Photo: The Guardian
LONDON — Equity markets across Europe looked set to start the day on a positive note, fueled by rising confidence that the U.S. central bank will ease interest rates in early December. According to trading data from IG, Britain’s benchmark index was expected to open up about 0.25 percent, Germany’s major index around 0.7 percent, France nearly 0.67 percent, and Italy about 0.64 percent higher.
Markets in the region appeared eager to follow the direction of Wall Street and Asia-Pacific markets — themselves already climbing on growing expectations that the Fed will act to cut interest rates at its next policy meeting scheduled for December 9–10.
The odds of a 25-basis-point reduction by the Fed have surged to almost 85 percent, as measured by the widely followed CME FedWatch Tool. Adding weight to those expectations, a senior Federal Reserve official noted there is scope to lower rates “in the near term.”

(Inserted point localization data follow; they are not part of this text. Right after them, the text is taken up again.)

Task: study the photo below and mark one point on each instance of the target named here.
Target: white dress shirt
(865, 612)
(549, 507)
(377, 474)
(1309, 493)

Simultaneously, optimism was bolstered by remarks from U.S. Treasury Secretary Scott Bessent, who told major media outlets that there was a “very good chance” the White House could name a new Fed chair before Christmas — a move that could lean dovish on monetary policy. Among the possible candidates now reportedly being considered is Kevin Hassett, a figure viewed by many as sympathetic to lower borrowing costs.
With these developments, investors appear increasingly comfortable embracing risk — a key driver behind the projected lift in European equity indexes this morning.

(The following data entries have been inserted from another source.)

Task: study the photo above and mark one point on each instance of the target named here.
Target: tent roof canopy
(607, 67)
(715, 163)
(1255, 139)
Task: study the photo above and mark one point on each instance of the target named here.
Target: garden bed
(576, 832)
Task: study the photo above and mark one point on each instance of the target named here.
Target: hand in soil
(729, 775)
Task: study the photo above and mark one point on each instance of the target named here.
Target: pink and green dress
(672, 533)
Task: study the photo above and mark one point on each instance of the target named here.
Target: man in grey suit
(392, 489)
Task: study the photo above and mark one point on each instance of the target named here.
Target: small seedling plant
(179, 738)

At the same time that global bond and equity markets shift, London’s financial community is keeping a close eye on the 2025 Autumn Budget 2025. The budget — due to be unveiled today by the UK’s finance chief — comes at a fraught moment. Public finances are under pressure and the government needs to reconcile its spending pledges with fiscal constraints.
Analysts estimate the “fiscal black hole” the government faces could be in the region of £20 to £40 billion. With borrowing costs still high and national debt mounting, there is broad speculation that tax hikes may be introduced to bridge the gap. Others expect the government may seek savings elsewhere, or restructure public-spending programs.
The weight of these fiscal choices falls squarely on the shoulders of the Chancellor, forcing a delicate balancing act between stimulating growth, meeting social commitments, and restoring fiscal stability.
The confluence of a likely U.S. rate cut and a pivotal UK Budget announcement makes for a potentially volatile but opportunity-rich landscape for investors in European equities.
If the Fed delivers a rate cut, it could lift global risk assets, ease pressure on borrowing costs and support economic growth — all factors that tend to favor equities.
At the same time, depending on the specifics of the UK Budget, markets may react sharply — especially if there are unexpected tax changes or major spending adjustments. Investors are likely to focus on sectors most sensitive to interest rates (e.g., banking, real estate) as well as those exposed to fiscal policy shifts (e.g., consumer goods, infrastructure, energy).
The stage is set for one of the more eventful trading sessions in recent weeks as markets absorb two powerful catalysts: U.S. monetary-policy expectations and significant UK fiscal decisions.